In perhaps the most futuristic application, scientists are exploring this technology as a way to possibly bring back extinct animals. For the past several years, George Church’s lab at the Harvard Wyss Institute has explored the possibility of bringing back the wooly mammoth. He and his colleagues are altering the genome of the Asian elephant, the mammoth’s closest living relative, to give it traits the mammoth once had. In 2015 an international research team sequenced the full mammoth genome using hair they plucked from a mummified mammoth buried in the Siberian permafrost. Church’s team compared the mammoth DNA to that of Asian elephants, and characterized the differences between the species. They’re now using CRISPR to copy and paste specific mammoth traits into the cells of the elephant. These traits include adding hair, increasing fat deposits, and altering the blood cells so they can efficiently circulate in lower temperatures – basically, traits that would allow an elephant to live in a cold environment.

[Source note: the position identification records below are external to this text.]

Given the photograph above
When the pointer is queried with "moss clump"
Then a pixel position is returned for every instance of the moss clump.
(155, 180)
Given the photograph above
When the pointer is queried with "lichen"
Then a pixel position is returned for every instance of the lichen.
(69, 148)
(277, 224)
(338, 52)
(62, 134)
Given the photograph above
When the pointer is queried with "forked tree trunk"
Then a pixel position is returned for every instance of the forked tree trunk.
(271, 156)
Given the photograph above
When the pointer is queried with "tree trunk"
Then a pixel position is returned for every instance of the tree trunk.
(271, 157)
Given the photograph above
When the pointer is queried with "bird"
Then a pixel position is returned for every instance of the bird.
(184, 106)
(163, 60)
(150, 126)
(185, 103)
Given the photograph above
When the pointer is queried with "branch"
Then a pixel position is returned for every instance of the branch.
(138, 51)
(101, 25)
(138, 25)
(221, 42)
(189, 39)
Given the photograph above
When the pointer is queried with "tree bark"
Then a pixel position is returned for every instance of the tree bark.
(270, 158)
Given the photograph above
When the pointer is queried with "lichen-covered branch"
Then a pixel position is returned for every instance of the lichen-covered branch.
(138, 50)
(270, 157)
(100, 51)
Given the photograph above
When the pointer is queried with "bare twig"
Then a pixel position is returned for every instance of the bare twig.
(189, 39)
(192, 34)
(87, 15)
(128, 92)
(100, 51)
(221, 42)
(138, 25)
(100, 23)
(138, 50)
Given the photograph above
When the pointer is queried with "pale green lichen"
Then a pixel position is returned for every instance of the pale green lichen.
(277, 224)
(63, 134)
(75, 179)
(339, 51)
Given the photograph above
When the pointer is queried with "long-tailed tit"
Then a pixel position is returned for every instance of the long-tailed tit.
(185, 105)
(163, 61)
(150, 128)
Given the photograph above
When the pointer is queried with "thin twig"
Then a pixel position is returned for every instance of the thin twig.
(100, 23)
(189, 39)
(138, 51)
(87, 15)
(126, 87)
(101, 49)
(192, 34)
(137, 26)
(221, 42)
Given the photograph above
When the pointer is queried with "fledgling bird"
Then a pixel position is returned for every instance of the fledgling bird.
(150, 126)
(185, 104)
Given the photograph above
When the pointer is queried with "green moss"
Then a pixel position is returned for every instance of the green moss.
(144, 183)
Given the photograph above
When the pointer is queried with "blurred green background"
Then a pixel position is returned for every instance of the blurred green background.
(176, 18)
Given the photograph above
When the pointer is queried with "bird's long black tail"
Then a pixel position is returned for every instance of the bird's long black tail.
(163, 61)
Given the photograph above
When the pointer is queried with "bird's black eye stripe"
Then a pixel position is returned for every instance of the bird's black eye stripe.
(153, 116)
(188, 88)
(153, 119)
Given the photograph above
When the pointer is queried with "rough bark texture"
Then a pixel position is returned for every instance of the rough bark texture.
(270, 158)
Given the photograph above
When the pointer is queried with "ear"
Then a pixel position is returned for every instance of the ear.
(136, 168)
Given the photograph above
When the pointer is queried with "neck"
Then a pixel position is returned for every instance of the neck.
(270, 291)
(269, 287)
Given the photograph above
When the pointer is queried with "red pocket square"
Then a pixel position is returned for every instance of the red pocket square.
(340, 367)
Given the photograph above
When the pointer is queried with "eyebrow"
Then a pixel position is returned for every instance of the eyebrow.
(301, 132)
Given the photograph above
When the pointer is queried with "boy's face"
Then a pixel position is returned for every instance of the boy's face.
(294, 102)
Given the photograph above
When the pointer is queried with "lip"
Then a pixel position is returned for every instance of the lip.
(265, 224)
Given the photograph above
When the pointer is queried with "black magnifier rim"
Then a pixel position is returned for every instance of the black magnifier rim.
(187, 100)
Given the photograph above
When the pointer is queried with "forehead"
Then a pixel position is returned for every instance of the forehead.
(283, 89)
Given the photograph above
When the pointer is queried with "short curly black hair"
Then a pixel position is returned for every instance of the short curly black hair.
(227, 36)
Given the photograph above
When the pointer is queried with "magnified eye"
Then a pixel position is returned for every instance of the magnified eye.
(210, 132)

Bobby Dhadwar, a member of the “Mammoth Revivalists Team” at Church’s lab, says that before CRISPR, the idea of bringing back an extinct animal was laughable, but “now that we have CRISPR in our toolbox, this is something that we could actually do.” This research will take a long time to complete mainly because implanting an edited embryo into an elephant and waiting to see if the elephant calf is born with physical changes involves a two-year gestational process.

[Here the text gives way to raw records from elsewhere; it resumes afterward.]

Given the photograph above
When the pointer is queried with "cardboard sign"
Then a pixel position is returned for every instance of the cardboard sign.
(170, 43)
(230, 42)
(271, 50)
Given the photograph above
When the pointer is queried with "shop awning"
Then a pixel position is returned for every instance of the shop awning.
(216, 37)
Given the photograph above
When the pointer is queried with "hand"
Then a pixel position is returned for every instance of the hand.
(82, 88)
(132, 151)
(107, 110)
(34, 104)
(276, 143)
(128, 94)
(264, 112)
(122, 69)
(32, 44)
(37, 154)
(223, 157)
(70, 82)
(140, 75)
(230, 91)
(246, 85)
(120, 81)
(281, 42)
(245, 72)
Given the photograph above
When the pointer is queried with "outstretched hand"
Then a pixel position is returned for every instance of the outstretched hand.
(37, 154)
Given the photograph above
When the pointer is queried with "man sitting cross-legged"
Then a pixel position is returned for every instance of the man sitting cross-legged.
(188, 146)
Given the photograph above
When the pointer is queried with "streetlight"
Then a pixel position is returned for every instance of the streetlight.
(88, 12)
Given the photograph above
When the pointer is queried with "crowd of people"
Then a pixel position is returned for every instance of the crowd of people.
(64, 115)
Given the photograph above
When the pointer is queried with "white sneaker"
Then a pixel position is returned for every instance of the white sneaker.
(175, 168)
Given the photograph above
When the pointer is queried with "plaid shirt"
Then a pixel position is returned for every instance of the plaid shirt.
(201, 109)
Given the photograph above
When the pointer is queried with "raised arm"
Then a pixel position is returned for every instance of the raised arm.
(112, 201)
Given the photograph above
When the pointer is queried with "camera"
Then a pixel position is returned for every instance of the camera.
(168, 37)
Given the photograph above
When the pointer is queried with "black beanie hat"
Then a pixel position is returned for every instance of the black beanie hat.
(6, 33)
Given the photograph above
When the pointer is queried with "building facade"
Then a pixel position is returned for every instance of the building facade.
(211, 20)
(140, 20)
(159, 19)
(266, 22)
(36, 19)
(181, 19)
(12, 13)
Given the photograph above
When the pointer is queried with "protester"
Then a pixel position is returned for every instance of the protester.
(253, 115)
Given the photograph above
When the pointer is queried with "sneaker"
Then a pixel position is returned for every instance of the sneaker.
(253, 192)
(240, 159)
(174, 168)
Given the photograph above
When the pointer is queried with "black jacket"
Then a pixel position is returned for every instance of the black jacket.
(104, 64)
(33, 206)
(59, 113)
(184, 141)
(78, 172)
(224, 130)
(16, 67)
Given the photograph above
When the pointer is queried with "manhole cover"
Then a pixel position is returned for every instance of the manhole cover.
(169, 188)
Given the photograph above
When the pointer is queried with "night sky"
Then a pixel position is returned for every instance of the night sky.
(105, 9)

The use of CRISPR extends beyond the animal kingdom. Just last month Monsanto, the multinational agricultural and biotechnology company, received the first license to use CRISPR agriculturally. Their goals for CRISPR include creating crops with drought tolerance, disease resistance, and even improved flavor. Altering crops in the lab is not new for Monsanto: they’ve used biotechnology to create genetically modified crops for the last 20 years. In agriculture, genetically modified organisms (GMOs) are crops that scientists modify to include genes from species unrelated to the crop. This is something that could not occur in nature. Alternatively, gene editing with CRISPR is cutting, pasting, and altering the existing crop genome without the introduction of foreign genes. “We’re excited about it,” says Camille Scott, a member of the science communication team at Monsanto, “it’s really a very precise tool that should reap a lot of benefits.”

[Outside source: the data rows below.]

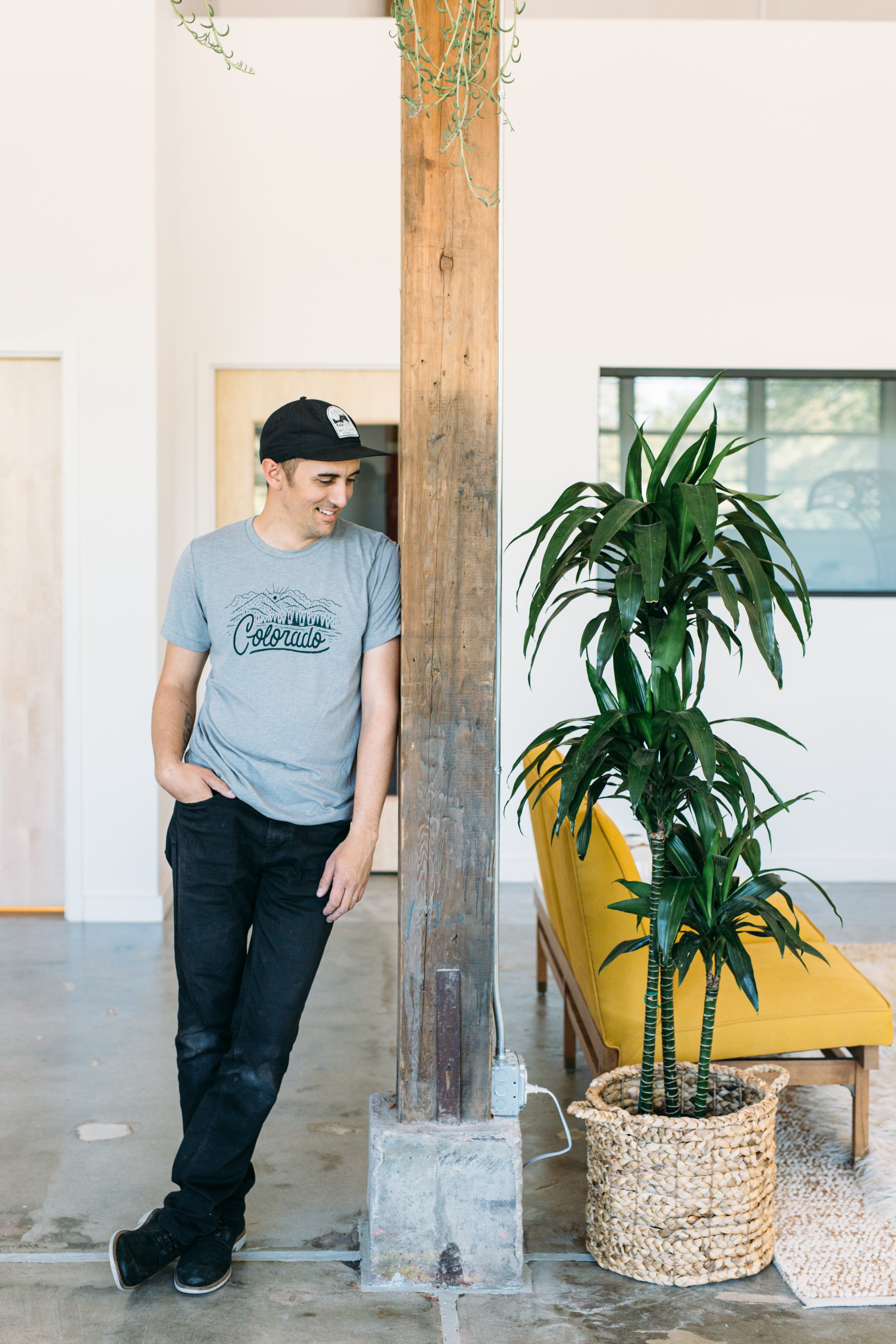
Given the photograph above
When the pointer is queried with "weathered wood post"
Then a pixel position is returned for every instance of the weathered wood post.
(440, 1205)
(449, 463)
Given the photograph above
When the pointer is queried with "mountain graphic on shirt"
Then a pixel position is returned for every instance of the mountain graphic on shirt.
(285, 607)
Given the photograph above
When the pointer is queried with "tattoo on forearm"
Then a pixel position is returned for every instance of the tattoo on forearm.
(189, 725)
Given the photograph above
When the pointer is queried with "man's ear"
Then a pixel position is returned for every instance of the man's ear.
(273, 475)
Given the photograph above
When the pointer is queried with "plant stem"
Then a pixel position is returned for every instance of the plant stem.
(667, 1011)
(645, 1095)
(706, 1045)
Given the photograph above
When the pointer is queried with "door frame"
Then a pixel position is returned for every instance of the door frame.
(66, 351)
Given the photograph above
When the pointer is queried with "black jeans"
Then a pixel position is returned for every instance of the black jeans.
(238, 1010)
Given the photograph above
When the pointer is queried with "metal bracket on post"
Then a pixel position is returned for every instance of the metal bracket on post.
(448, 1045)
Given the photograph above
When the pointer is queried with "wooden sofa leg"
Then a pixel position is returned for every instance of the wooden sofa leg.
(569, 1039)
(541, 966)
(860, 1113)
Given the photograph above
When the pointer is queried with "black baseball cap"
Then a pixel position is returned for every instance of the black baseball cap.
(312, 429)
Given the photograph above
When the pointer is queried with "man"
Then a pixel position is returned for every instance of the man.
(279, 792)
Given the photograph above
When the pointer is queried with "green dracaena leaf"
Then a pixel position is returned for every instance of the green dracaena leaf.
(764, 724)
(655, 483)
(621, 948)
(738, 959)
(734, 447)
(637, 889)
(651, 542)
(758, 581)
(727, 593)
(696, 729)
(666, 691)
(616, 518)
(559, 538)
(629, 678)
(703, 506)
(610, 636)
(674, 902)
(629, 593)
(640, 768)
(590, 631)
(753, 857)
(633, 470)
(602, 693)
(670, 644)
(637, 906)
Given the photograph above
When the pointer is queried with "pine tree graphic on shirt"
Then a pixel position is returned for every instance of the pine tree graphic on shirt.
(283, 620)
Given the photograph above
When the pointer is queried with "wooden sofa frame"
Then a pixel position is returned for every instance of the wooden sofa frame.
(848, 1066)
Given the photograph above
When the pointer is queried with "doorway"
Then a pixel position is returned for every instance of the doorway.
(31, 800)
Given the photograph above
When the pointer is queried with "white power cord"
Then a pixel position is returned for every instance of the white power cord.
(531, 1088)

The precision and ease of editing genomes with CRISPR brings forth many ethical questions. Concerns range from claims that scientists are “playing God” to the idea that these applications are a slippery slope to designer babies or human-animal hybrids. “Any type of genetic engineering is not a black and white thing,” says Kelly Folkers, a bioethicist at New York University, “it depends why you’re doing it.” She draws a comparison between altering mosquitoes to prevent malaria and creating designer babies. “Is it being used in a way that’s going to help the greatest number of people, or is it contributing to making inequalities worse?” Folkers asks.
No one knows the full potential of this technology. It is the unknown, yet potentially vast capabilities, where our fears lie. However, one thing is clear across all platforms using CRISPR: open public engagement as well as transparency in the use of this technology is necessary for public acceptance.